Fast jeder zweite angeblich nachhaltige Fonds ist es nicht
ESG-Fonds suggerieren Umweltschutz, aber viele investieren in Kohle oder Öl. Das zeigt eine europaweite Recherche, an der das Handelsblatt mitgearbeitet hat. Nun reagiert die Finanzaufsicht.
Berlin. Europaweit haben Anleger über 525 Milliarden Euro in sogenannte ESG-Fonds investiert. ESG steht für Umwelt, Soziales und Unternehmensführung, und diese als nachhaltig und „sauber“ anklingende Form der Geldanlage ist der Wachstumsmarkt für die Finanzwirtschaft. Bereits 60 Prozent aller Fonds sortieren sich in die Kategorie nachhaltige Geldanlage ein, wie eine Auswertung des Datenanbieters Morningstar zeigt.
Wenn aber die Branche – Anbieter wie zum Beispiel die Deutsche-Bank-Tochter DWS, Blackrock oder Union Investment – diese Anlageform bewirbt, verschleiert sie ein dunkle Seite des Geschäfts. Ein erheblicher Teil ihrer Fonds hat in Unternehmen aus der Kohle-, Öl- oder Gasindustrie investiert.
Etwa 40 Prozent der etwa 1300 in Europa als sauber deklarierten Fonds hatten ihr Geld zum vergangenen Jahreswechsel in Firmen gesteckt, die Kohlenstoffdioxid produzieren und damit das Klima schädigen.
Morningstar-Daten zeigen das Greenwashing
In Deutschland ist die Quote unter den 693 angebotenen Fonds sogar noch höher: 46,6 Prozent von ihnen haben fossile Investments getätigt. Das hat eine Analyse von Morningstar ergeben.
Das Handelsblatt hat die Morningstar-Daten im Rahmen des internationalen Medienprojekts „Great Green Investment Investigation“ ausgewertet, gemeinsam mit den niederländischen Plattformen Follow the Money und Investico sowie acht europäischen Medienhäusern die Anbieter sowie Aufsichtsbehörden mit den Ergebnissen konfrontiert. Beteiligt waren unter anderem „Le Monde“, „Der Standard“, „Luxemburger Wort“ und „Börsen“ aus Dänemark.
Die klimaschädigenden Investments sind der Analyse zufolge breit gestreut. So befinden sich unter ihnen beispielsweise der Versorger RWE sowie die Ölkonzerne Conoco Phillips und OMV. Das Geld der europäischen Anlegerinnen und Anleger floss auch in Energiefirmen aus China sowie aus dem russischen Energiesektor.

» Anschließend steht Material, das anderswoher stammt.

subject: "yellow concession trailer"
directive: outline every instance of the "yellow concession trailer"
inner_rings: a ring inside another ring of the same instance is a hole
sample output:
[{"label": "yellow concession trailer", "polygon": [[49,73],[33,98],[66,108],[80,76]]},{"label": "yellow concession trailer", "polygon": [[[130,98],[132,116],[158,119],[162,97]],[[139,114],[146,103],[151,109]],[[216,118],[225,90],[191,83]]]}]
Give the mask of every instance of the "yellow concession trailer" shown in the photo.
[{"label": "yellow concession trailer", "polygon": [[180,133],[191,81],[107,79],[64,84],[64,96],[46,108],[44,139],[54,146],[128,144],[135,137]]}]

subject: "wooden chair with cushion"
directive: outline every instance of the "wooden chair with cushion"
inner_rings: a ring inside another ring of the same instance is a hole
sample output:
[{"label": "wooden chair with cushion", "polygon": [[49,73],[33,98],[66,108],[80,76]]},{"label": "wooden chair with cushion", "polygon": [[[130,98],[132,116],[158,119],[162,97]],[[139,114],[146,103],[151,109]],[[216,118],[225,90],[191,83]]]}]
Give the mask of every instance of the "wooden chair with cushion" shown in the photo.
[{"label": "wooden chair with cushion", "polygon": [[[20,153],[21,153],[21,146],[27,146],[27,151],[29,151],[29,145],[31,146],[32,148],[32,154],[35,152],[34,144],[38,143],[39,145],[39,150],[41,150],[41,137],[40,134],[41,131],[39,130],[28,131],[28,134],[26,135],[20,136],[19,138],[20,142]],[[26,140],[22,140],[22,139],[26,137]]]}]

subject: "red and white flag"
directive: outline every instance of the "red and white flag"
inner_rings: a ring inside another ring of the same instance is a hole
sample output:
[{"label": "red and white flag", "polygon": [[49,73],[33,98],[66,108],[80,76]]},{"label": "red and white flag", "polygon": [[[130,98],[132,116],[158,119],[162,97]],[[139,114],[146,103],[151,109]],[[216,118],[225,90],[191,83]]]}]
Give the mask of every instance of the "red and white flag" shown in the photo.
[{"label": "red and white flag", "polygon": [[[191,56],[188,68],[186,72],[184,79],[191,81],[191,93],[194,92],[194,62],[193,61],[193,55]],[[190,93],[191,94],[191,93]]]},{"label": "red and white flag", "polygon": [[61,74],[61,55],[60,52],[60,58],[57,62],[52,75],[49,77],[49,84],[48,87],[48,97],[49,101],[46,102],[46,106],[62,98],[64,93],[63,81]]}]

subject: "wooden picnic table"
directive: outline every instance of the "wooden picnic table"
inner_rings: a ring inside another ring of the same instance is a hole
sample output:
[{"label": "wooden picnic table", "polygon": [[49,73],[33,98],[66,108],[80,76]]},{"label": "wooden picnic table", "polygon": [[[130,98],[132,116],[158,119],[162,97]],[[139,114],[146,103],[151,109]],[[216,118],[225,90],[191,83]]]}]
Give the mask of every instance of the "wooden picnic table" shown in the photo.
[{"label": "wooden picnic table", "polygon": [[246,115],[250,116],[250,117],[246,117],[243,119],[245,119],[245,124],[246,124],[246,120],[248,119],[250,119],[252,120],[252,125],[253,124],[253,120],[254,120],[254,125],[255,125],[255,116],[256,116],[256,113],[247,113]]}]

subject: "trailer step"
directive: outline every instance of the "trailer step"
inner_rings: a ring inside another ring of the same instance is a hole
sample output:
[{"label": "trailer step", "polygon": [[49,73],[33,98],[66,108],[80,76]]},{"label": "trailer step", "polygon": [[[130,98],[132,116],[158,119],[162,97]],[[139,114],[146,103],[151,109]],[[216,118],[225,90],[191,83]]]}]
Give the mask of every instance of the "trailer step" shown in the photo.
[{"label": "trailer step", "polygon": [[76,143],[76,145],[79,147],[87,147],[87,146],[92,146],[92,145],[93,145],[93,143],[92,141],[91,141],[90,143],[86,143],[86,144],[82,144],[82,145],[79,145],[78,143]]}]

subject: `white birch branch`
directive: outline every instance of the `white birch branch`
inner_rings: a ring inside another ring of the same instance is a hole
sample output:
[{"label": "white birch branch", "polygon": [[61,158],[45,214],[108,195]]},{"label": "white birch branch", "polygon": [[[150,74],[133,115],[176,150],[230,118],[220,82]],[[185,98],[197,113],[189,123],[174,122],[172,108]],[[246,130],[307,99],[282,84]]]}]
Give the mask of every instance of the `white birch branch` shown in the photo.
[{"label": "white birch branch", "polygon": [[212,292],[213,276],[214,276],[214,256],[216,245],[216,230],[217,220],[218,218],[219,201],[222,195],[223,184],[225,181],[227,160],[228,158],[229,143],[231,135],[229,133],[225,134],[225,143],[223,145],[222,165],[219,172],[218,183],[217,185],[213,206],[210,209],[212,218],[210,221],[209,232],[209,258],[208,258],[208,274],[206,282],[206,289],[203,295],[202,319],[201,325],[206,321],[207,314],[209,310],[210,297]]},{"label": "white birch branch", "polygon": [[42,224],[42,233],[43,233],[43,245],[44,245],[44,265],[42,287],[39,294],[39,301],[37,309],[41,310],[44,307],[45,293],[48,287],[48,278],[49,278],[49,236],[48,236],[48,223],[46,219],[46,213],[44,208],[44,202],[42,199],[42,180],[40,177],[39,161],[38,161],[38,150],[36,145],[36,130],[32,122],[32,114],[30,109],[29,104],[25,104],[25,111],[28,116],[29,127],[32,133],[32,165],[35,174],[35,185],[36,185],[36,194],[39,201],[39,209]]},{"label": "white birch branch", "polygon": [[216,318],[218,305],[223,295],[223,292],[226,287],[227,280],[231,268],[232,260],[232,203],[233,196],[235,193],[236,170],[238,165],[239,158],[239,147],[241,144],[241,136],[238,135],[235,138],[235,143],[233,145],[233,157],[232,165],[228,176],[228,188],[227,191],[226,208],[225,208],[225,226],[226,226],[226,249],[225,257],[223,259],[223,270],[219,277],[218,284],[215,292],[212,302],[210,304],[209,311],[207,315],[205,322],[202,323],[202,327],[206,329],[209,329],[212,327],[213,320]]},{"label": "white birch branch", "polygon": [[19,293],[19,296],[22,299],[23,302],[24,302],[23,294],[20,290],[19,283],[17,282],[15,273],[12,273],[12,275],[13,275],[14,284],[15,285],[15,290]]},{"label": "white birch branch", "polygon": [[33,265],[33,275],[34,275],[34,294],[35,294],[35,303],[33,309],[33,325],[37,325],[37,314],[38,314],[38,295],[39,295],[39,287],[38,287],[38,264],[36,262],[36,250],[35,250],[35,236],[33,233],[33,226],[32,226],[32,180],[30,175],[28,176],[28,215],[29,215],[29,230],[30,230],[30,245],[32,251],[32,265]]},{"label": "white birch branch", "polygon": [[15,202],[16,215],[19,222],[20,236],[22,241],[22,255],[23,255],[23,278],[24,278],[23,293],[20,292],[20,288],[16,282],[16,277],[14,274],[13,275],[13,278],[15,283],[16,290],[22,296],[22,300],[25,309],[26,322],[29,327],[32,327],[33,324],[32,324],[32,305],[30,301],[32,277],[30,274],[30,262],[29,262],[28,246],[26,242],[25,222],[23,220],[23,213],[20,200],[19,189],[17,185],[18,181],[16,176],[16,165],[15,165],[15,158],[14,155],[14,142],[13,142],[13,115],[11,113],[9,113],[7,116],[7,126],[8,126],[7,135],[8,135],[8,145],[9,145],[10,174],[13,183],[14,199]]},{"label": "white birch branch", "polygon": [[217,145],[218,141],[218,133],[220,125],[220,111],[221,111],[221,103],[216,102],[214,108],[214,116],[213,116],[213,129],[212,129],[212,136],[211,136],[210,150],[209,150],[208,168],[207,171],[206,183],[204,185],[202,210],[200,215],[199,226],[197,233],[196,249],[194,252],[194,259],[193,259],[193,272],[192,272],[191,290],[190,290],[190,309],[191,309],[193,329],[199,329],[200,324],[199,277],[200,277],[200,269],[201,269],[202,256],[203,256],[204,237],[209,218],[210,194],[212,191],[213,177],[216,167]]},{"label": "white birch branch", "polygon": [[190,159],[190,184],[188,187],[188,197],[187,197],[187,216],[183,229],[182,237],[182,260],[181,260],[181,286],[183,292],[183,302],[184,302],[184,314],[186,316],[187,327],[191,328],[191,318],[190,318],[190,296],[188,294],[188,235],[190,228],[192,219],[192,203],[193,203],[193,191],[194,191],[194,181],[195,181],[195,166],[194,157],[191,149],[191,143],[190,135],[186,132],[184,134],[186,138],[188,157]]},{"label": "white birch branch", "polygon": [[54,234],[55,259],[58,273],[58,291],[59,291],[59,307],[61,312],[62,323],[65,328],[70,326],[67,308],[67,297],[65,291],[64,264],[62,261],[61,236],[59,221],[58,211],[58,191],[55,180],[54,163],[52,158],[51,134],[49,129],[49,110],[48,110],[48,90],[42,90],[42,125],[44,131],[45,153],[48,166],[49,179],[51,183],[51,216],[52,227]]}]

Die Beteiligungen in Industriezweige, die CO2 ausstoßen, sind für die Fondsanbieter aus Sicht von Verbraucherschutzorganisationen irreführend – von den Aufsichtsbehörden drohen aber keine Sanktionen. Zumindest bisher nicht.
Die Europäische Wertpapier- und Marktaufsichtsbehörde (Esma) will nun das Regelwerk verschärfen. So sollen in Zukunft Worte wie „nachhaltig“, „sauber“ oder „ESG“ (Environmental, Social, Governance) nicht mehr für Fonds verwendet werden dürften, die in CO2-intensive Industrien investiert sind. Das geht aus einem Schreiben an andere Aufsichtsbehörden hervor, das dem Rechercheverbund vorliegt.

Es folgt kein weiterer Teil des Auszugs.